Don Harris Catholic School Girls, Baby

Here’s the thing about Catholic schoolgirls. I don’t understand what makes them tick other than a God complex that is equivalent to an Electra complex. The Electra complex; how girls want to bang their Dads until they reach a certain age at which point in time they want to bang their step-dads. Old Sigmund Freud was on about it, along with a whole bunch of other sexy shit. Something about wanting a provider or some bull. All Catholic schoolgirls would probably be down to bang their step-dads if their moms weren’t such whores.

I’ll tell this story in the third person because I have a reputation to uphold. Let’s call our fictional and totally reliable narrator Donny Don’t because, in all honesty, no one wants to do what Donny Don’t Does. Or conversely, no one wants to Do what Donny Don’t Doesn’t Do. 

Anyway, Donny Don’t goes down to the Gay pride butt and tits extravaganza. There’s naked dudes. There’s naked tits. There’s statues wearin’ high heels. There’s wood nymphs. There’s Cosplay dudes rockin’ hard. I bummed a cigarette from a woman who had her huge knockers swaying in the wind.Not that Donny Don’t Don’t Do Drugs but there’s drug dealers. But maybe they’re cops. Donny Don’t Don’t know.. Donny Don’t Don’t Care. The streets are lurid, illicit, lascivious and just plain rude. It’s a party though. We’re all gonna get laid.

So I’m hanging with these chicks decked out in full on raver regalia. I forget their names but I think maybe they were called Trixy or Roxy. Or something sexy like that.

These girls claimed that they were lesbians and went to Branksome hall or some shit. They were all of 16 and a half years old and 100 pounds soaking wet between them. In a word, or maybe three, they were hot young ass; “pretty young things” as M.J may have put it were he into vaginas. They were lesbians who appeared to be in a healthy relationship.

Their friend Janice showed up, though her name wasn't Janice, in fact I can’t remember what her name was. Something about her reminded me of Janice from The Sopranos. Maybe it was the sass. It certainly was not her physical attributes as this girl was a smokeshow Vietnamese Canadian with short hair and a Scrillex fade. Hot damn she was trouble. She was the kind of woman, I suspected, who would shoot a mob soldier to death in her own kitchen.

Anyways, out come the drugs.

Catholic Schoolgirls always seem to have amazing drug connections which is probably a testament to their ability to, as the kids say, get basic. So we go to meet Smokey the MDMA dealer in a apartment parking garage. For girls who read the Bible all the time supposedly, Catholic girls really don’t follow the street signs.

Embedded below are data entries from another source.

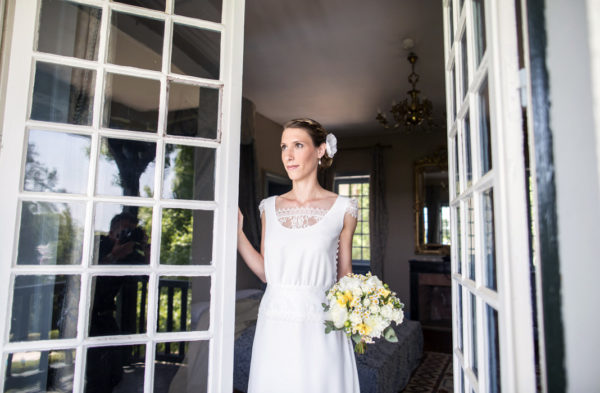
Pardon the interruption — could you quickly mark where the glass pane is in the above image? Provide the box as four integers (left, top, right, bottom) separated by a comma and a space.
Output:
485, 304, 502, 393
456, 285, 463, 351
447, 1, 454, 45
452, 133, 462, 196
9, 275, 81, 342
473, 0, 486, 65
84, 345, 146, 393
466, 198, 475, 280
171, 24, 221, 79
160, 209, 214, 265
175, 0, 223, 22
471, 294, 478, 376
167, 82, 219, 139
482, 189, 498, 290
17, 201, 85, 265
31, 61, 96, 126
37, 0, 102, 60
3, 349, 75, 393
23, 130, 91, 194
156, 277, 210, 332
479, 80, 492, 176
454, 205, 463, 274
113, 0, 165, 11
163, 144, 216, 201
102, 73, 160, 132
89, 276, 148, 337
107, 11, 165, 71
463, 112, 473, 188
460, 33, 469, 100
154, 341, 210, 393
96, 138, 156, 197
93, 203, 152, 265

They can just smell trouble.

Maybe it has escaped the wandering, whispering eye of Sauron (A.K.A Lord Palpatine Benedict Arnold) the extent to which ordinary people will go out of their way to ignore, break, or otherwise flaut the rules but C’mon guys. The history of the Catholic Church is a history of constant opposition. It’s like fuckin’ religious Marxism with the Protestants and Catholics colliding in epic battles out of which a phoenix will, nay must,  surely rise. A fucking retarded fish frog of a phoenix that makes war and dickishness. Actually, it’s more like in The Hobbit where it’s a war of five armies square off in some epic battlefield. A mexian standoff with one guy filming and one guy jacking off. That’s what it’s like man, the middle east is mordor. Fuck, I can’t wait for that movie to come out.

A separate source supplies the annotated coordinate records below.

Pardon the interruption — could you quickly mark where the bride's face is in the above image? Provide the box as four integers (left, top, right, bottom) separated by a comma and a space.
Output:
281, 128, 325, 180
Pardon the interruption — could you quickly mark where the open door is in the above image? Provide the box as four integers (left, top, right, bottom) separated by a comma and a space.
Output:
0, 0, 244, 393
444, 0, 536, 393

But I digress.. Back to these down ass Catholic school wenches.

I shouldn’t say that about them. They were actually very pleasant and charming and I could tell that sometimes they sat around and drank tea and talked about sex with their lesbian fish eating mothers. They were intelligent young women with opinions and beliefs and they invited me back to their place to scissor with them but I thought better of it. Did I mention these girls were sixteen?

So these girls were into cutting themselves. They liked to feel the pain I guess is the retarded explanation they had for their “hobby”. They had scars that would amaze you. Those scars ain’t ever going away. They funny part about though is that chicks dig scars. If you’re a lesbian, chicks dig scars probably even more. I should know, I’m half lesbian. Plus, I have a lot of scars. From hockey sticks and japanese pull saws and haphazardly thrown kitchen spoons. But not from fucking razors man, that’s just crazy (picture me saying this last part in a Christopher Walken affectation).

So I sat around with these young women and tried to tell them just how much better shit can get that cutting yourself and watching themselves bleed. I tell you, they had great explanations for why they did what they did. They were a pretty convincing bunch. They were smart man, I think the kids are gonna be alright no matter what school they went to.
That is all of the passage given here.